Bonus, it’s also significantly easier to roast a chicken without dry outsides and raw insides. Cooking meat is hard, you guys. I struggle sometimes.
That said, this one’s really not bad. I am a little paranoid about it all and use a thermometer, but tons of people manage to roast chickens without fancy equipment and haven’t perished from salmonella or whatever, so, don’t feel like you need to. I also splurged for one of Mary’s chickens since I eat meat quite rarely, but there’s no need if you don’t feel like dropping serious dollas for a raw chicken. I admit, it’s pretty tough to do so when I know I can get an already cooked one at Costco for $5.
1 whole chicken
2 Tablespoons soy sauce
2 Tablespoons honey
1 Tablespoon Sichuan peppercorns, ground
1 teaspoon toasted sesame oil
1 Tablespoon neutral oil with high smoke point
1 bunch of scallions
4ish cloves of garlic
Assorted vegetables for roasting: picture above are Tokyo turnips, rainbow carrots, new potatoes
Quickly rinse the chicken and remove any giblets inside.
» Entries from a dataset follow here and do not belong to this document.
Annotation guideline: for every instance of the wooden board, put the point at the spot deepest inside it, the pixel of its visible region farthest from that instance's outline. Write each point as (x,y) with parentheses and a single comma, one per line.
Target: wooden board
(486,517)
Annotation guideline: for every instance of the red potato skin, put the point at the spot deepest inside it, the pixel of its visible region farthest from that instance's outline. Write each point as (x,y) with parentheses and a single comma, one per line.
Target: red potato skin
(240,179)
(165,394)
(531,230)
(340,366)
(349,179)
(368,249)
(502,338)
Pat dry and let air dry while you mix the soy sauce, honey, peppercorns, and sesame oil.
Rub the chicken down with the sauce, taking care to cover it completely. Let the chicken air dry for as long as you have, at least 30 minutes.
Roughly chop any large roasting vegetables and arrange them in a roasting pan or cast iron pan.
When you’re ready to roast the chicken, preheat the oven to 400˚F. Rub the chicken down with the remaining Tablespoon of oil and truss the chicken by tying its legs together at the bony point (away from the thigh) and tucking the tips of the wings behind the back.
Tuck your aromatics — scallions and garlic — inside the cavity and set the chicken on your roasting vegetables.
Roast for about an hour. The chicken is done when the thickest part of the thigh reads just barely 165˚F, or, when the juices are clear when you separate the leg and thigh. Let the chicken sit for 10 minutes or so before serving. We never bother carving it — just dig in!